To start, I’m a weird combination of Myer’s-Brigg’s letters. While it changes, ISFJ is the personality type I often get. Despite what you might see on the internet, I am introverted. I am not quiet, but I do have a certain level of shyness that I have worked hard to overcome. If you were to meet me at a coach’s conference, I’ll talk your ear off all day long, but I won’t initiate that conversation. I speak when spoken to or when I have something that needs to be said. This gets my athletes sometimes, because I’ll watch them perform an exercise with a large amount of intent before quietly moving to the next athlete without saying anything. If something isn’t wrong, I don’t fix it, nor do I say anything other than some encouraging words like “Good job” or “nice work.”

I am not quiet, though. Growing up in a family of eight kids, loudness is a characteristic that was nurtured. My voice carries when I talk; I don’t have an inside voice. When a sibling brings a significant other home for the first time, we warn them that the dinner table gets loud and overwhelming, even if they’re an extrovert. I’ll admit that being an introvert, I struggle a lot with holidays because when everyone gets together we overwhelm each other, and I retreat to some place in the house or in the neighborhood to be alone.


If you’ve followed me on social media for while or do know me in real life, you may notice that I tend to be present for little snippets of time only to disappear again to the recesses of my own mind. I’ll tweet five things in a day only to not post anything for a week. Post a lot on an Instagram story, then lower the amount I post for a week. Sit and talk with friends at church or events, only to slip away to be by myself. But even then, when I speak you’ll hear my voice, which is great for coaching teams and large groups of young athletes. I may be introverted, but I am not quiet.

The thing about being alone for me is that it gives me time to think and process the social interactions I do have. Being introverted, someone had suggested reading the book Quiet: The Power of Introverts in a World That Can’t Stop Talking by Susan Cain. Cain discusses some of the common misconceptions about extroverts and introverts and defines how one might be able to see the differences between the two. Introverts, as she puts it, are not shy or timid but merely overstimulated. The brain needs less stimulation to be in homeostasis.

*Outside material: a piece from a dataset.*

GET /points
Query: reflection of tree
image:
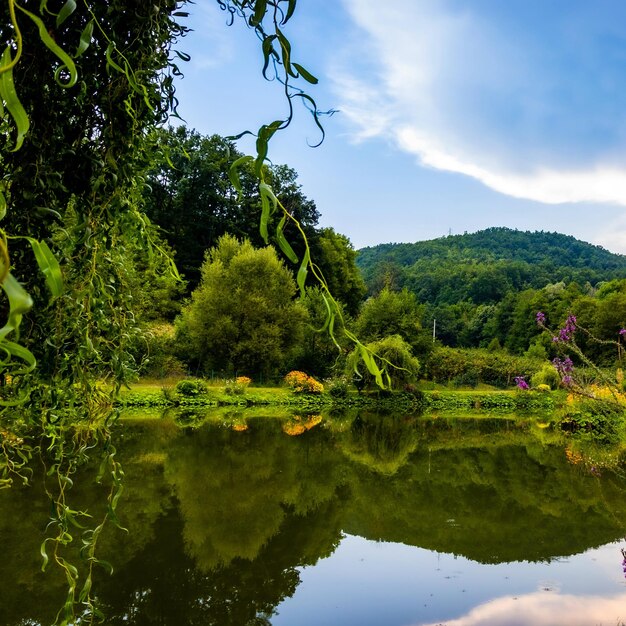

This partly explains why I have no problem training alone in silence. No headphones, no training partners, and sometimes no lights (we have enough light from windows at the facility). Silence allows me to process and think. This leads to solving problems and pouring over the programs I coach my athletes through, always questioning and seeking deeper insight. I don’t subscribe to the “Growth Mindset Culture,” but thinking for me has turned everything into a learning opportunity. When I think I am constantly in a state of learning.


One thing that is accurate one might find from social media is that I am a creature of habit. If you Googled Type A personality, my name and picture is going to pop up as the primary example. I eat the same thing for breakfast, walk the same route every day, train at the same time, and have the same habits. This helps combat the hecticness that coaching can bring. Knowing that I have controlled the controllable things in life helps me handle the chaos that sometimes ensues in coaching or working with kids.

I write these things, not to confuse people of who I am because I am a bit different in person than I am on social media, but because it is often best to have a context of who you are talking to. Someone I never met told me I was a good coach, but they have never seen me coach or talked to my athletes. Someone thought I owned the facility I coach at, but was likely disappointed to find that I’m just some 25 year old kid blogging from his mom’s basement because I can’t afford my own place. The things you see on social media are snapshots, not films. You may see what made the trailer, but it won’t make sense until you watch the movie.